Re: ext2 question

Manfred Spraul (manfreds@colorfullife.com)
Wed, 19 May 1999 10:43:31 +0200


Andrea Arcangeli wrote:
> I guess the LFS is used _only_ for the metadata.
Yes.

> For curiosity: do they defrag it while the system is idle? They should
> try in all ways to avoid the log to wrap. Otherwise they are forced to
> wait for I/O completation of the wrap-fault-handler.

They don't need to defrag frequently:
* only the metadata changes of NTFS are stored in the logfile.
* since the complete list of all unfinished transactions is also
stored in memory, they can write a checkpoint record of all unfinished
transactions, and this makes all older entries basically superflous.
A finished transaction is stored in the NTFS metadata, they simply
discard it from the log. If the system is idle, then they to that
every few seconds (5?)
* If they really overflow, then they wait (and this must be a big
problem, given the fact that they set the file size to 64 MB)

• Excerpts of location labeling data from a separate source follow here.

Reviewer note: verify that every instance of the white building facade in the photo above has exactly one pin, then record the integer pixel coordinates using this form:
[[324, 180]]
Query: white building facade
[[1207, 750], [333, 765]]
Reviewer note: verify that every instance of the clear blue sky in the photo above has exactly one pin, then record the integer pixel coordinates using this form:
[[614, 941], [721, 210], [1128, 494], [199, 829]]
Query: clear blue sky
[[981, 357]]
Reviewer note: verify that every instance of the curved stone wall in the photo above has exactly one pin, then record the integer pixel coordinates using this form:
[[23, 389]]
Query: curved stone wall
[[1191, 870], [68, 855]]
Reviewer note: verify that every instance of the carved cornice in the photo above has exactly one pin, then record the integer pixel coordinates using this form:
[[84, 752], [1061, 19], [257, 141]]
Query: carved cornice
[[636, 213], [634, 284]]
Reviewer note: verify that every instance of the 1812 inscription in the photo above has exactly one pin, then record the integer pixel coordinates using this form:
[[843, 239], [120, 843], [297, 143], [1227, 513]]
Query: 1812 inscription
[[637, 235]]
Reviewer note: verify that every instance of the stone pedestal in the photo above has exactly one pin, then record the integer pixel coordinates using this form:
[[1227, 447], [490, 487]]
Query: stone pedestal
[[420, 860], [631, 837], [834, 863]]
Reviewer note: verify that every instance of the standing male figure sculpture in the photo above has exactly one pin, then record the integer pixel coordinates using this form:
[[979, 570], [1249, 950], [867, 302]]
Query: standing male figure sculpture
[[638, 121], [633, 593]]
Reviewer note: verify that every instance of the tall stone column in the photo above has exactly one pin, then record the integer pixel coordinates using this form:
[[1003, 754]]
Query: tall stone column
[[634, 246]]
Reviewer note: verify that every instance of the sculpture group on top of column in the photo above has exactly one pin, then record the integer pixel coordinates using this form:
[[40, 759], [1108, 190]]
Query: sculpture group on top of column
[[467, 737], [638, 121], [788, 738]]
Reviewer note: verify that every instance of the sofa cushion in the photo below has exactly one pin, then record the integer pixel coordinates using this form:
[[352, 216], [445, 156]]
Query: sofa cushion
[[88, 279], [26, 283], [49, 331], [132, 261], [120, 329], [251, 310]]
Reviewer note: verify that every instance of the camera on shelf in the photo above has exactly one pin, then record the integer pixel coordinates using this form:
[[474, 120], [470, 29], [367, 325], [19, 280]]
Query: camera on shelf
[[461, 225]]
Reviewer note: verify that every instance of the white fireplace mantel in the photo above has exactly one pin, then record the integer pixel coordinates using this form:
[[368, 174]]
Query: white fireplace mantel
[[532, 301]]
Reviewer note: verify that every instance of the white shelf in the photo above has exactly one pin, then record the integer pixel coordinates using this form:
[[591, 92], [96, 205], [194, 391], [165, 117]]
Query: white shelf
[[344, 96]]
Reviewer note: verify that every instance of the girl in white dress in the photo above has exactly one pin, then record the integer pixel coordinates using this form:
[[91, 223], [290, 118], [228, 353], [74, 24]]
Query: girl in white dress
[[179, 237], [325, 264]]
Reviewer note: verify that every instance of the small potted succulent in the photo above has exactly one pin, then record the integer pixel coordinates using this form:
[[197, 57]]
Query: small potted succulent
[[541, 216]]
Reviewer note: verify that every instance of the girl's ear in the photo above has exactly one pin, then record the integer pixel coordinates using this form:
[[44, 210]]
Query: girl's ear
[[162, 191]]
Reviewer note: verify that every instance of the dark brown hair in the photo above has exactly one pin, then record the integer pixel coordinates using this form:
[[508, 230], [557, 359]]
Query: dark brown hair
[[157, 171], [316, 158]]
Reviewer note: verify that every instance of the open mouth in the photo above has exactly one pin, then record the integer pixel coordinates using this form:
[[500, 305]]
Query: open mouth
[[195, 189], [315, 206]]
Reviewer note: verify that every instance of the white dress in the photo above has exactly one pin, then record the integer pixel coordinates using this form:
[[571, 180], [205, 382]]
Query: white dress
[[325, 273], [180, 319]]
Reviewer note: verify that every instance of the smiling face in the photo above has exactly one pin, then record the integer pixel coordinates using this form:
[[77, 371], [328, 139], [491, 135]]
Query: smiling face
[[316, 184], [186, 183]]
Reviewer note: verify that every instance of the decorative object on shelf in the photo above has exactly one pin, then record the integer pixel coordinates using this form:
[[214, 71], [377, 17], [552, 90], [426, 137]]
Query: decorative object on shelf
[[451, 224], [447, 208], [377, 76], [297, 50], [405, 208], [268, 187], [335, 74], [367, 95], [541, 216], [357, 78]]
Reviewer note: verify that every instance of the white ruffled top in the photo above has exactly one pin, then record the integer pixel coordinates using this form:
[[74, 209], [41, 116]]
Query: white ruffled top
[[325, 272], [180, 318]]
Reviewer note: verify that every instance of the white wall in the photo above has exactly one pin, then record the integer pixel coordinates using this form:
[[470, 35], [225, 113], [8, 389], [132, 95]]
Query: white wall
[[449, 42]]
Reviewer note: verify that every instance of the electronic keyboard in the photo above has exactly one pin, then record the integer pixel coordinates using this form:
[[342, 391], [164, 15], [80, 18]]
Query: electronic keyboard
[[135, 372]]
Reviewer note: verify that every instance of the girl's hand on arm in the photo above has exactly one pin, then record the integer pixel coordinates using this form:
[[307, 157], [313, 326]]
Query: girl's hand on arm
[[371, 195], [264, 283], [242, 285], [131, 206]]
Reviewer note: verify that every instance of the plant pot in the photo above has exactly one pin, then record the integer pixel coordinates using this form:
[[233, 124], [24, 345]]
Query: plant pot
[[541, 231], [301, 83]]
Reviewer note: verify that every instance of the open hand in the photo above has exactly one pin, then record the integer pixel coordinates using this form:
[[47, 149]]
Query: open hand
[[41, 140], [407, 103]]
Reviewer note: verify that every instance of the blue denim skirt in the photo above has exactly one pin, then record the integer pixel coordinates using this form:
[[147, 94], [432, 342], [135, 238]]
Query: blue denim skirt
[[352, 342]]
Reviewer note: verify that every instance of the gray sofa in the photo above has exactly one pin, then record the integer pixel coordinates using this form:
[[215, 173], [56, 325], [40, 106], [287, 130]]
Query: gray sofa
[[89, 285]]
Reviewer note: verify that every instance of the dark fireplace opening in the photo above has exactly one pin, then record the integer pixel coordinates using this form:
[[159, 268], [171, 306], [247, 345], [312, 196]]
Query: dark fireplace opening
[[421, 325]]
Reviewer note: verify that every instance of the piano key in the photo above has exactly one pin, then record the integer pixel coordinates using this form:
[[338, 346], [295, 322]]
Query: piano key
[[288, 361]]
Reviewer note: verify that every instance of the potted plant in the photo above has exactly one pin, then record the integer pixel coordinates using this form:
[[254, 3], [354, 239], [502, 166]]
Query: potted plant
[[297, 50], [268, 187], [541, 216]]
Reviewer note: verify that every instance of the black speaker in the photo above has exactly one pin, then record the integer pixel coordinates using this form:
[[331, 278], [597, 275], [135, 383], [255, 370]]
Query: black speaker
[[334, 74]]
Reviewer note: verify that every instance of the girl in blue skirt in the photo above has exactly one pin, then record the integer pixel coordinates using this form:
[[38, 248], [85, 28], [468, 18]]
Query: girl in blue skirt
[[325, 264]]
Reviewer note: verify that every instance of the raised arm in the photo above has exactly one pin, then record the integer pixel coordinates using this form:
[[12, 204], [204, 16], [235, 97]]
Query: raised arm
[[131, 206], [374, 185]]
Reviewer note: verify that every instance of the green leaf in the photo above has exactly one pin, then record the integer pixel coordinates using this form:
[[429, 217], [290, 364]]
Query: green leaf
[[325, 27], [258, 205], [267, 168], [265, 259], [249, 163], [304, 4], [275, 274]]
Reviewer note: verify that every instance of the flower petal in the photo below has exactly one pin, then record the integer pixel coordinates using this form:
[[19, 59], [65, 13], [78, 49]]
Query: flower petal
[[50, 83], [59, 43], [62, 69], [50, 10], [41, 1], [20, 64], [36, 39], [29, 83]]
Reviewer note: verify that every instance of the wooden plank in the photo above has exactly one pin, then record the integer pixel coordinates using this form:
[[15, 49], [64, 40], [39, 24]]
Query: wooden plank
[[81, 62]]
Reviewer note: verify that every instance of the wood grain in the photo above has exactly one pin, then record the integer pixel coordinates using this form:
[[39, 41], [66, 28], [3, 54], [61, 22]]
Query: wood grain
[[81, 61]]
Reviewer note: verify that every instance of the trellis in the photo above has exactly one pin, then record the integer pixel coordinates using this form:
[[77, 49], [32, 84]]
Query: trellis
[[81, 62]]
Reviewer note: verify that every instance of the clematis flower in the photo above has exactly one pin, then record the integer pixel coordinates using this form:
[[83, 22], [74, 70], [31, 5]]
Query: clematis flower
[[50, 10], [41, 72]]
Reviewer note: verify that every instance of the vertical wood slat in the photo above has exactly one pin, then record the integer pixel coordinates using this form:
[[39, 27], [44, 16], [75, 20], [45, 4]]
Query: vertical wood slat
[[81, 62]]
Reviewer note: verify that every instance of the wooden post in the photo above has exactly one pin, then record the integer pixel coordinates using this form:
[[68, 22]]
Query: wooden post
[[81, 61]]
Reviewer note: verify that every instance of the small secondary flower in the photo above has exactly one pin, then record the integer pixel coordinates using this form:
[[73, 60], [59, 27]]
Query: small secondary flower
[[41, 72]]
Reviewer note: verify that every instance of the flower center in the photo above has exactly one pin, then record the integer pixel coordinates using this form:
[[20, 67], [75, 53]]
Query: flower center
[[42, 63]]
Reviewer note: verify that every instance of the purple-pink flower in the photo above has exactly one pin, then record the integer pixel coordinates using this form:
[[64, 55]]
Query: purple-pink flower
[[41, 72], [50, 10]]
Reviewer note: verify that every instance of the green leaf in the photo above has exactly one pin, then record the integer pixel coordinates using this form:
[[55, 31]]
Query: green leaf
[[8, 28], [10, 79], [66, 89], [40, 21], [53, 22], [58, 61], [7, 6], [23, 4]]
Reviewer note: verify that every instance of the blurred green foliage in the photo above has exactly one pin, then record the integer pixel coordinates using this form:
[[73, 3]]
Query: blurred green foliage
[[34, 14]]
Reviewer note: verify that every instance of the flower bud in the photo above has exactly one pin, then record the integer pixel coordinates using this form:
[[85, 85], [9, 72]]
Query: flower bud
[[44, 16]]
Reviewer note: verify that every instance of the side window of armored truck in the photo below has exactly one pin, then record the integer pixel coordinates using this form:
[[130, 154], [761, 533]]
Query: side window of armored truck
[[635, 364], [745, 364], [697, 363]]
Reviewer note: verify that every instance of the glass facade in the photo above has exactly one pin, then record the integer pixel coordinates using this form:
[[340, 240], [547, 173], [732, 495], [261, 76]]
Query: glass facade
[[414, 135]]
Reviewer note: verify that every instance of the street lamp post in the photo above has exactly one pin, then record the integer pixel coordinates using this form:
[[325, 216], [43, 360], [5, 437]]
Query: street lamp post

Note: most of my knowledge about NTFS is based on Helen Custers book
about NTFS, and that book contains more marketing slogans than
technical details.

One of our harddisks got fataly corrupted due to a stupid
implementation bug in NTFS (shutdown, restart, harddisk gone).
Their fsck was unable to correct the problem.
Unfortunately, I'm not able to reproduce the problem.

> the other performance problem of a real logfs is that we are
> not going to always read _data_ in the same order [...]
As I pointed out, you don't need to read that file except during
fsck. Infact, LFS probably doesn't qualify as a complete logging
fs, it more a cyclic buffer for transactions.